Cara Pemijahan Budidaya Ikan Corydoras (Corydoras Aenes)
Corydoras (Corydoras aenes) dengan nama dagang Bronze Catfish berasal dari Venezuela, Trinidad (Amerika Selatan). Ikan ini bersifat karnivora dan terkenal sebagai ikan "tukang bersih-bersih". Corydoras paling senang berada di tempat yang kurang bersih dan memiliki kebiasaan membersihkan dinding-dinding. Namun, kotoran yang sudah dibersihkan dibiarkan bertumpuk, tidak dimakan. Suhu untuk pemijahan ikan ini antara 26-28 C.

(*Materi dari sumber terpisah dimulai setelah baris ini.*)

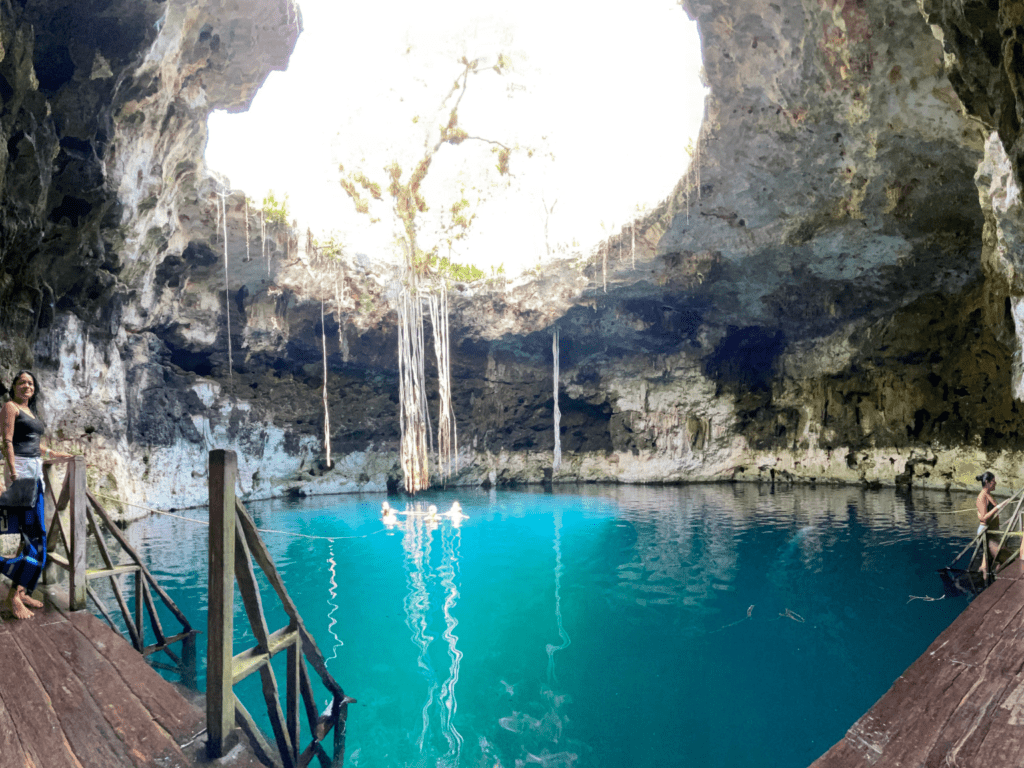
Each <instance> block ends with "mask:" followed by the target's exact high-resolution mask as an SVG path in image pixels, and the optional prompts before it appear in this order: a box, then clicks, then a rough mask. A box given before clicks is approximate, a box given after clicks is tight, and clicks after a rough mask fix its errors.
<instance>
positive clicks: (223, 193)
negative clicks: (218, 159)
mask: <svg viewBox="0 0 1024 768" xmlns="http://www.w3.org/2000/svg"><path fill="white" fill-rule="evenodd" d="M220 218H221V220H222V221H223V224H224V322H225V324H226V325H227V380H228V381H230V380H231V378H232V376H233V372H234V365H233V362H232V360H231V290H230V286H229V284H228V278H227V193H226V191H223V193H221V194H220Z"/></svg>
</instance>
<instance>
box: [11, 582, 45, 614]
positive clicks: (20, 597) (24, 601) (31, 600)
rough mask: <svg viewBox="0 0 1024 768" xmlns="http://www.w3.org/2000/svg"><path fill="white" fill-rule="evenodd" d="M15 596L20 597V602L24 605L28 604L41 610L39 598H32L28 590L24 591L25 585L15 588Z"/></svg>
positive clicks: (31, 607) (34, 607)
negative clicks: (24, 585)
mask: <svg viewBox="0 0 1024 768" xmlns="http://www.w3.org/2000/svg"><path fill="white" fill-rule="evenodd" d="M17 596H18V597H19V598H20V599H22V602H23V603H24V604H25V605H28V606H29V607H30V608H36V609H39V610H41V609H42V608H43V607H44V606H43V604H42V603H41V602H39V600H37V599H36V598H34V597H33V596H32V595H30V594H29V593H28V592H26V591H25V587H18V588H17Z"/></svg>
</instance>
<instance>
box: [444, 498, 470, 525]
mask: <svg viewBox="0 0 1024 768" xmlns="http://www.w3.org/2000/svg"><path fill="white" fill-rule="evenodd" d="M444 517H446V518H449V519H450V520H451V521H452V524H453V525H456V526H458V525H459V523H461V522H462V521H463V520H465V519H466V518H467V517H469V515H464V514H463V513H462V505H461V504H459V502H452V508H451V509H450V510H449V511H447V512H445V513H444Z"/></svg>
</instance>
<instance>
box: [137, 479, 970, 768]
mask: <svg viewBox="0 0 1024 768" xmlns="http://www.w3.org/2000/svg"><path fill="white" fill-rule="evenodd" d="M456 499H458V500H459V501H460V502H461V504H462V506H463V509H464V511H465V513H466V514H468V515H469V517H468V519H466V520H464V521H462V524H461V525H459V526H455V525H453V523H452V522H451V521H450V520H446V519H445V520H441V521H439V522H436V523H431V522H429V521H428V520H427V519H426V517H425V516H423V515H419V516H415V515H409V516H400V517H399V519H400V524H398V525H396V526H395V527H393V528H391V529H388V528H386V527H385V526H384V525H382V523H381V520H380V506H381V501H382V500H383V497H378V496H366V497H333V498H330V499H327V500H325V499H315V500H304V501H299V502H274V503H265V504H253V505H251V507H252V509H251V511H252V513H253V515H254V517H255V519H256V522H257V525H259V526H260V527H263V528H272V529H276V530H287V531H293V532H295V534H303V535H306V536H312V537H331V538H337V539H336V541H326V540H324V539H310V538H296V537H288V536H283V535H280V534H264V535H263V538H264V540H265V541H266V543H267V545H268V547H269V549H270V550H271V553H272V555H273V557H274V559H275V561H276V563H278V566H279V568H280V569H281V571H282V573H283V575H284V579H285V581H286V584H287V585H288V588H289V591H290V593H291V594H292V596H293V598H294V599H295V600H296V602H297V603H298V604H299V606H300V608H301V610H302V613H303V616H304V620H305V622H306V625H307V627H308V629H309V630H310V631H311V632H312V634H313V636H314V637H315V638H316V640H317V643H318V645H319V647H321V649H322V650H323V651H324V655H325V656H326V657H327V658H328V666H329V668H330V669H331V672H332V674H333V675H334V677H335V678H336V679H337V680H338V682H339V683H340V684H341V685H342V686H343V687H344V688H345V690H346V692H347V693H348V694H349V695H351V696H353V697H354V698H356V699H358V703H357V705H353V706H351V708H350V710H349V727H348V749H347V754H346V765H350V766H427V765H430V766H435V765H444V766H486V767H487V768H494V767H495V766H503V767H504V768H513V767H514V766H524V767H525V768H530V767H531V766H545V767H548V768H558V767H561V766H581V767H582V766H594V767H602V768H603V767H611V766H616V767H617V766H624V765H629V766H636V767H638V768H643V767H646V766H650V767H651V768H653V767H654V766H658V767H663V768H664V767H665V766H714V767H716V768H746V767H750V768H754V767H755V766H757V767H758V768H764V767H765V766H784V767H792V768H797V767H799V766H806V765H808V764H810V763H811V762H812V761H813V760H814V759H816V758H817V757H818V756H820V755H821V754H822V753H823V752H825V751H826V750H827V749H828V748H829V746H831V744H834V743H835V742H836V741H837V740H839V739H840V738H842V736H843V734H844V733H845V731H846V729H847V728H848V727H849V726H850V725H851V724H852V723H853V722H854V721H855V720H856V719H857V718H858V717H859V716H860V715H862V714H863V713H864V712H865V711H866V710H867V709H868V708H869V707H870V706H871V705H872V703H873V702H874V701H876V700H877V699H878V698H879V696H881V695H882V694H883V693H885V691H886V690H887V689H888V688H889V686H890V685H891V684H892V682H893V681H894V680H895V679H896V678H897V677H898V676H899V675H900V674H901V673H902V672H903V670H904V669H905V668H906V667H907V666H908V665H909V664H910V663H911V662H912V660H913V659H914V658H916V657H918V656H919V655H920V654H921V653H922V652H923V651H924V650H925V648H926V647H927V646H928V645H929V644H930V643H931V641H932V640H933V639H934V638H935V637H936V636H937V635H938V634H939V633H940V632H941V631H942V630H943V629H944V628H945V627H947V626H948V625H949V623H950V622H951V621H952V620H953V618H954V617H955V616H956V615H957V614H958V612H959V611H961V610H963V608H964V607H965V606H966V600H965V599H964V598H951V597H943V590H942V584H941V582H940V581H939V578H938V575H937V573H936V572H935V571H936V568H938V567H940V566H942V565H945V564H947V563H948V562H949V561H950V560H951V559H952V556H953V555H954V554H955V553H956V552H957V551H958V550H959V549H961V548H962V547H963V546H964V545H965V543H966V542H967V541H969V540H970V539H971V538H972V537H973V534H974V527H975V525H976V522H975V521H974V515H973V513H971V512H967V513H950V510H953V509H955V508H964V507H970V506H971V503H972V500H971V498H969V497H962V498H955V497H949V496H947V495H942V494H921V493H916V492H915V493H914V494H913V495H912V496H901V495H897V494H896V493H895V492H893V490H877V492H870V490H864V489H860V488H841V489H836V488H819V489H814V488H805V487H801V488H785V489H781V488H780V489H777V490H775V492H772V489H771V488H769V487H765V486H757V485H750V484H739V485H697V486H682V487H630V486H585V487H573V488H572V492H571V493H570V492H568V490H560V489H556V490H555V493H543V492H540V490H538V492H536V493H531V492H523V493H514V492H502V493H497V494H495V493H490V494H486V493H482V492H479V490H467V492H460V493H458V494H435V495H427V496H424V497H422V498H421V499H420V500H419V503H420V504H421V505H422V506H423V507H426V505H427V504H431V503H433V504H436V505H437V506H438V507H439V508H440V510H441V511H443V510H445V509H446V508H447V507H449V506H450V504H451V502H452V501H453V500H456ZM391 502H392V504H393V505H394V506H395V507H397V508H398V509H402V508H403V507H404V506H406V505H404V502H402V501H397V502H396V501H394V500H393V499H392V500H391ZM186 514H187V513H186ZM191 514H194V515H195V516H196V517H205V513H201V512H195V513H191ZM129 534H130V535H131V536H132V538H133V539H136V540H138V541H139V548H140V550H141V551H142V552H143V556H144V558H145V559H146V561H147V562H148V563H150V564H151V567H152V568H153V570H154V572H155V574H156V575H157V578H158V579H159V580H160V581H161V583H162V584H163V585H164V586H165V588H166V589H167V590H168V592H169V593H170V594H171V596H172V597H173V598H174V600H175V601H176V602H177V603H178V605H180V606H181V607H182V608H183V609H184V610H185V611H186V612H187V613H188V615H189V616H191V617H194V621H195V622H196V623H197V624H199V625H200V626H203V625H204V624H205V606H206V572H205V570H206V541H207V540H206V535H207V529H206V528H205V527H204V526H201V525H197V524H195V523H191V522H186V521H183V520H177V519H174V518H164V517H159V518H151V519H147V520H146V521H145V522H144V523H141V524H139V525H134V526H131V527H130V528H129ZM263 600H264V607H265V608H266V609H267V613H268V624H269V625H270V629H271V630H273V629H278V628H280V627H282V626H284V625H285V624H286V620H285V617H284V613H283V612H282V611H281V610H280V609H273V605H274V603H275V599H274V598H273V597H272V595H270V594H269V593H268V592H267V593H265V594H264V598H263ZM246 626H247V623H246V620H245V614H244V611H243V610H242V607H241V604H240V600H239V599H238V598H237V599H236V628H237V632H236V652H238V651H240V650H242V649H243V648H245V647H249V646H250V645H251V644H252V636H251V633H246V632H244V631H243V629H242V628H244V627H246ZM200 655H201V658H203V657H205V649H201V653H200ZM202 675H203V673H202V672H201V680H202ZM279 680H280V681H283V680H284V676H283V671H279ZM237 690H238V692H239V695H240V696H241V697H242V699H243V700H244V701H246V702H247V706H248V708H249V709H250V711H251V712H253V713H254V714H257V713H260V712H264V711H265V708H264V706H263V703H262V697H261V694H260V688H259V684H258V676H256V677H254V678H252V679H250V680H248V681H246V682H245V683H243V684H242V685H240V686H239V687H238V689H237ZM326 700H327V696H326V694H324V701H325V702H326ZM263 720H264V721H265V715H264V716H263Z"/></svg>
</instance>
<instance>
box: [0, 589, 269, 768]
mask: <svg viewBox="0 0 1024 768" xmlns="http://www.w3.org/2000/svg"><path fill="white" fill-rule="evenodd" d="M0 593H3V594H5V590H0ZM205 728H206V714H205V712H204V711H203V709H201V708H200V707H198V706H196V705H195V703H191V702H189V701H188V700H186V699H185V698H184V696H182V694H181V693H180V692H179V691H178V689H177V688H176V687H175V686H174V685H172V684H171V683H169V682H167V681H166V680H164V679H163V678H162V677H161V676H160V675H159V674H158V673H157V672H156V671H154V670H153V669H152V668H151V667H150V666H148V665H147V664H146V663H145V660H144V659H143V658H142V656H141V655H140V654H139V653H138V652H137V651H136V650H134V649H133V648H132V647H131V646H130V645H129V644H128V643H127V642H126V641H125V640H124V639H123V638H122V637H121V636H120V635H118V634H116V633H115V632H113V631H112V630H111V629H110V628H109V627H108V626H106V625H104V624H102V623H101V622H100V621H99V620H97V618H96V617H95V616H93V615H92V614H91V613H89V612H88V611H78V612H74V613H70V612H66V611H62V610H59V609H57V608H55V607H52V606H49V605H48V606H47V608H46V609H45V610H42V611H37V612H36V615H35V616H34V617H33V618H31V620H28V621H24V622H17V621H13V620H9V618H7V620H5V621H3V622H2V623H0V768H26V766H32V767H33V768H141V767H142V766H154V767H156V766H159V767H160V768H185V767H186V766H196V765H204V764H206V765H210V764H211V763H210V762H209V761H208V760H207V759H206V752H205V743H206V741H205ZM216 765H224V766H239V767H240V768H241V767H243V766H245V767H246V768H249V767H250V766H251V767H252V768H256V767H257V766H261V764H260V763H259V762H257V761H256V760H255V758H254V757H253V756H252V753H251V752H249V751H247V750H243V749H242V748H240V749H239V750H237V751H236V752H234V753H232V754H231V755H229V756H227V757H225V758H224V759H222V760H220V761H217V762H216Z"/></svg>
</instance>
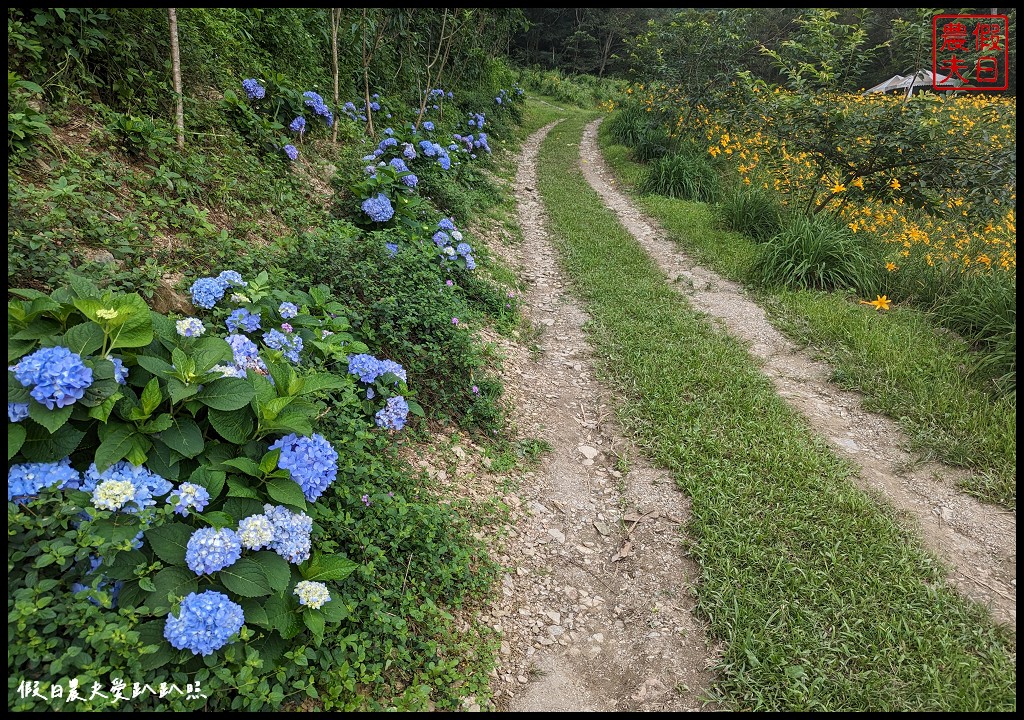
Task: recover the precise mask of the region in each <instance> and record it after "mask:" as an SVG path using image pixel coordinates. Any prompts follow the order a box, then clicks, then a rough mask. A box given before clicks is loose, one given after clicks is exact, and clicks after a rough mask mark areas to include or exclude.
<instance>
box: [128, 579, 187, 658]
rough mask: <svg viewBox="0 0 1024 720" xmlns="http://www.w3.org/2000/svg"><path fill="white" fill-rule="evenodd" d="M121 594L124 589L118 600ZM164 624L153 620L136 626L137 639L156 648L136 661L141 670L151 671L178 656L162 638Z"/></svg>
mask: <svg viewBox="0 0 1024 720" xmlns="http://www.w3.org/2000/svg"><path fill="white" fill-rule="evenodd" d="M123 596H124V589H122V591H121V596H119V597H118V600H119V601H120V600H121V597H123ZM165 624H166V621H164V620H154V621H150V622H148V623H142V624H141V625H139V626H138V639H139V641H140V642H143V643H144V644H146V645H153V646H155V647H156V648H157V651H156V652H150V653H146V654H144V655H141V657H140V658H139V661H138V662H139V665H140V666H141V668H142V670H145V671H151V670H156V669H157V668H162V667H164V666H165V665H167V664H168V663H170V662H171V661H173V660H174V659H175V658H177V657H178V652H177V650H175V649H174V648H173V647H171V645H170V643H168V642H167V640H165V639H164V625H165Z"/></svg>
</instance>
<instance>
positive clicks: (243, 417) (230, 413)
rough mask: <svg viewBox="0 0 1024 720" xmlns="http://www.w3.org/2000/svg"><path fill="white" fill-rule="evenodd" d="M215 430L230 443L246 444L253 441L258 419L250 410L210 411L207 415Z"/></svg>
mask: <svg viewBox="0 0 1024 720" xmlns="http://www.w3.org/2000/svg"><path fill="white" fill-rule="evenodd" d="M207 418H208V419H209V420H210V424H211V425H212V426H213V429H214V430H216V431H217V434H219V435H220V436H221V437H223V438H224V439H225V440H227V441H228V442H232V443H234V444H245V443H246V442H248V441H249V440H250V439H252V435H253V431H254V430H255V429H256V419H255V418H254V417H253V414H252V411H251V410H248V409H243V410H237V411H220V410H210V412H209V413H208V415H207Z"/></svg>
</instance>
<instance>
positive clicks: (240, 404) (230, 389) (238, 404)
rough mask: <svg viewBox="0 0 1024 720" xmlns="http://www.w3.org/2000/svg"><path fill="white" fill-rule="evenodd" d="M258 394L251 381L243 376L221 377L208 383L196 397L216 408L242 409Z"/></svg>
mask: <svg viewBox="0 0 1024 720" xmlns="http://www.w3.org/2000/svg"><path fill="white" fill-rule="evenodd" d="M255 394H256V392H255V390H254V389H253V386H252V384H251V383H249V382H248V381H246V380H243V379H242V378H221V379H220V380H214V381H213V382H211V383H207V384H206V385H205V386H204V388H203V389H202V390H201V391H200V392H199V393H198V394H197V395H196V399H197V400H199V401H200V403H202V404H203V405H205V406H208V407H210V408H213V409H214V410H223V411H232V410H241V409H242V408H245V407H246V406H247V405H249V403H250V400H252V398H253V396H254V395H255Z"/></svg>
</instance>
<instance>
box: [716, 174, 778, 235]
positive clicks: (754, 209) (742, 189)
mask: <svg viewBox="0 0 1024 720" xmlns="http://www.w3.org/2000/svg"><path fill="white" fill-rule="evenodd" d="M718 210H719V213H720V214H721V217H722V225H723V227H725V229H727V230H732V231H734V232H742V234H743V235H745V236H748V237H750V238H752V239H754V240H755V241H756V242H758V243H766V242H768V241H769V240H771V239H772V238H773V237H775V236H776V235H778V234H779V232H780V231H781V229H782V224H783V219H784V218H783V214H782V206H781V205H780V204H779V202H778V199H777V198H776V197H775V196H774V195H772V194H771V193H770V192H769V190H766V189H764V188H761V187H750V186H748V185H740V186H739V187H736V188H735V189H733V190H732V192H731V193H729V194H728V195H726V196H725V198H724V200H723V201H722V203H721V205H719V208H718Z"/></svg>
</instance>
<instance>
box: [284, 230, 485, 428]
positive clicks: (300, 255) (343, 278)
mask: <svg viewBox="0 0 1024 720" xmlns="http://www.w3.org/2000/svg"><path fill="white" fill-rule="evenodd" d="M430 229H431V226H430V225H427V226H423V227H422V229H421V235H420V236H419V239H417V237H414V238H409V237H408V236H403V235H402V234H400V232H399V231H396V230H389V231H374V232H370V234H369V235H367V236H359V235H357V234H355V232H353V228H352V227H351V226H349V225H345V224H343V223H334V224H333V225H331V226H329V227H327V228H325V229H324V230H323V231H317V232H308V234H304V235H303V236H301V237H300V238H299V239H298V241H297V242H296V244H295V246H294V247H293V248H292V249H291V252H290V253H289V255H288V257H287V258H286V259H285V260H284V263H285V266H286V267H287V268H288V269H289V270H290V271H291V272H293V273H294V274H295V276H296V277H299V278H305V279H308V281H309V282H310V283H315V284H324V285H326V286H328V287H330V288H331V291H332V293H333V294H334V295H336V296H337V297H345V298H349V303H350V306H351V308H352V327H353V330H354V331H355V332H357V333H358V334H359V337H361V338H362V339H364V340H365V341H366V342H367V343H368V344H372V345H375V346H377V347H379V348H380V352H381V353H382V354H380V355H379V356H381V357H386V358H389V359H393V361H395V362H396V363H398V364H399V365H401V366H402V367H403V368H404V369H406V370H407V372H408V373H409V377H410V378H411V379H412V378H416V387H417V393H418V399H419V401H420V404H421V405H422V406H423V409H424V411H425V412H426V413H427V414H428V415H429V416H430V417H442V418H447V419H451V420H456V421H460V420H466V419H467V418H468V414H469V409H470V408H471V407H472V406H473V405H474V403H475V400H474V395H473V393H472V391H471V388H472V386H473V385H474V384H475V385H477V386H480V387H482V386H483V383H482V379H483V376H484V373H483V370H482V367H483V361H482V358H481V357H480V355H479V353H478V351H477V349H476V348H475V347H474V341H473V336H472V334H471V333H470V332H469V331H467V330H465V329H464V327H462V326H460V325H456V324H454V323H453V319H461V323H463V324H465V322H466V317H467V314H469V313H470V308H469V306H468V305H467V303H466V299H465V298H464V296H463V293H462V292H461V291H460V290H459V287H460V286H461V285H462V284H463V282H465V281H466V278H467V276H469V274H471V272H472V271H468V270H464V269H462V268H460V267H458V266H452V267H451V268H450V269H449V270H447V271H445V270H444V269H443V266H442V265H441V264H440V263H438V261H437V248H436V247H435V246H434V244H433V243H432V242H431V241H430V240H429V236H428V235H427V232H428V231H430ZM424 238H426V239H425V240H424ZM387 243H394V244H395V245H397V247H398V249H397V252H396V254H395V255H394V256H393V257H392V256H390V255H389V253H388V251H387V249H386V248H385V245H386V244H387ZM338 266H344V267H345V268H346V271H345V272H344V273H338V272H336V271H335V269H334V268H336V267H338ZM447 280H451V281H452V282H453V284H452V285H451V286H449V285H446V283H445V281H447ZM470 283H471V287H475V286H474V285H473V281H470ZM476 292H479V291H476ZM477 415H479V414H477ZM484 420H485V421H486V424H485V425H484V426H483V427H482V428H481V429H485V430H487V431H488V432H489V431H490V430H492V429H497V428H498V420H499V418H498V417H486V418H484Z"/></svg>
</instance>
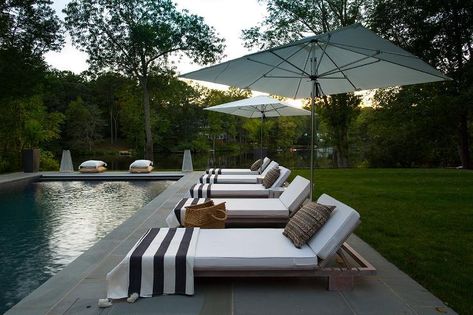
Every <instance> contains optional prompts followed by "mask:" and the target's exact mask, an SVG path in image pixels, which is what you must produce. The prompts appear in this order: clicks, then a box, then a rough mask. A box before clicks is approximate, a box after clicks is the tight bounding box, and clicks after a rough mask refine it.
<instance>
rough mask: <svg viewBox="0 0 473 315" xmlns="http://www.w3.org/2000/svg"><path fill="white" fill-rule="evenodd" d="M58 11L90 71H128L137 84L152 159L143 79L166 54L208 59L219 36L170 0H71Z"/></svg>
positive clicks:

Di pasaran saat ini sudah berkembang banyak spesies yang harganya cukup mahal, di antaranya ialah Corydoras paleatus, Corydoras panda, maupun Corydoras sterbai. Jenis corydoras ini memerlukan suhu pemijahan yang relatif rendah dibanding corydoras aenes, yaitu antara 24-26 C.

Panjang tubuhnya dapat mencapai 7 cm. Tubuh tersebut diselimuti dua baris sisik dengan sisik yang lebih besar disebut Plate. Mulutnya dilengkapi sepasang sungut atau kumis yang berguna sebagai sensor atau radar untuk mencari makan di dalam gelap.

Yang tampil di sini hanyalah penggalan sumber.